Além disso, Carlão alertou sobre a importância das eleições de 2026 para o futuro do movimento sindical brasileiro e dos trabalhadores.

“Precisamos de organização e engajamento para garantir avanços e fortalecer um projeto que assegure direitos, emprego e desenvolvimento para os trabalhadores.”

Sindicalistas se reuniram de forma híbrida, na sede da Central e com participações através do Zoom

Marcha da Classe Trabalhadora

Já o secretário-geral da Força Sindical, João Carlos Gonçalves, o Juruna, abordou a construção de uma pauta unitária entre as centrais sindicais.

“As principais pautas incluem a redução da jornada, o fim da escala 6 por 1, a queda dos juros, o combate ao feminicídio e a regulamentação do trabalho por aplicativos.”

Ele também destacou a importância da mobilização nacional prevista para 15 de abril, como instrumento de pressão e unidade do movimento sindical.

“A Marcha da Classe Trabalhadora será uma referência para o embate político de 2026, pois precisamos ter propostas e presença ativa nas eleições para influenciar os rumos do país.”

No campo jurídico, o assessor César Augusto de Mello explicou avanços no entendimento sobre a contribuição assistencial e destacou decisões recentes do Supremo Tribunal Federal.

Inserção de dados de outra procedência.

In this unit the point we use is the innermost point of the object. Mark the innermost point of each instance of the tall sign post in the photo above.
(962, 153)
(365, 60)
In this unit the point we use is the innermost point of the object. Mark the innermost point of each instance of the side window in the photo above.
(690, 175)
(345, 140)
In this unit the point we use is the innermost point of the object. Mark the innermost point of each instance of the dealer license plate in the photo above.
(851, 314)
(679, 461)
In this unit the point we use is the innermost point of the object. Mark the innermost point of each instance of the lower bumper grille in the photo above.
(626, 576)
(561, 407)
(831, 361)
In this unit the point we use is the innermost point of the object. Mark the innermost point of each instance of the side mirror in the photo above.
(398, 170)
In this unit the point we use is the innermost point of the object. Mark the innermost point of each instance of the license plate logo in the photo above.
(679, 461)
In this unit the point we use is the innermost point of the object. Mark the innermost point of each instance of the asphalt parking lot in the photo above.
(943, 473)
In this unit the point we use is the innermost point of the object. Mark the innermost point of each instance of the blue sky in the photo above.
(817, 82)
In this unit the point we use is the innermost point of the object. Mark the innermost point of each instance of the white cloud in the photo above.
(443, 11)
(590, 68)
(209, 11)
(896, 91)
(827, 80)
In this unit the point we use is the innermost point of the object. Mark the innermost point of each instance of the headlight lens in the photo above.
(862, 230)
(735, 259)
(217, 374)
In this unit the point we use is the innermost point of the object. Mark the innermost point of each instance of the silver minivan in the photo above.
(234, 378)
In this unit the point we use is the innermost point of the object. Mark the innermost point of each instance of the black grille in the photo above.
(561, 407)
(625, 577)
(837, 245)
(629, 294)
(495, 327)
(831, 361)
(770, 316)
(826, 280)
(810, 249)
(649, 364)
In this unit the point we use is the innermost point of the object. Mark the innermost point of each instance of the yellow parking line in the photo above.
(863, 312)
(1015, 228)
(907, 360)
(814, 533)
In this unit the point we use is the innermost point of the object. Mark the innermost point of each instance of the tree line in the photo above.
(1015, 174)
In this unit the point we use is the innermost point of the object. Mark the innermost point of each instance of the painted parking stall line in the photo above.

“Como o Incidente de Resolução de Demandas Repetitivas (IRDR) no TST, que buscava uniformizar decisões sobre o direito de oposição, foi retirado de pauta, evitamos, neste momento, um possível retrocesso em relação ao entendimento do Supremo”.

Ainda de acordo com o assessor, a pejotização representa riscos significativos para os direitos trabalhistas e para a estrutura de proteção social no país.

“Esse modelo de contratação compromete o FGTS, a Previdência e o Sistema S, além de fragilizar profundamente a organização sindical e a proteção social no país”.

Ele reforçou o alerta sobre os impactos da ampliação dessa prática nas relações de trabalho brasileiras e na precarização das condições laborais.

“Se a pejotização for ampliada sem critérios, estaremos diante de uma precarização generalizada das relações de trabalho no Brasil.”

Por fim, o vice-presidente Adriano Lateri avaliou a participação da Força Sindical na 2ª Conferência Nacional do Trabalho e destacou avanços no debate tripartite.

“Foi um espaço importante de debate tripartite, onde, apesar dos embates, o movimento sindical saiu mais fortalecido”.

Além disso, ele ressaltou o papel ativo da entidade na construção de propostas que orientarão as próximas mobilizações e estratégias do movimento sindical.

“A Força Sindical teve participação ativa na Conferência, marcando posição e contribuindo para a construção de propostas que vão orientar as próximas mobilizações”.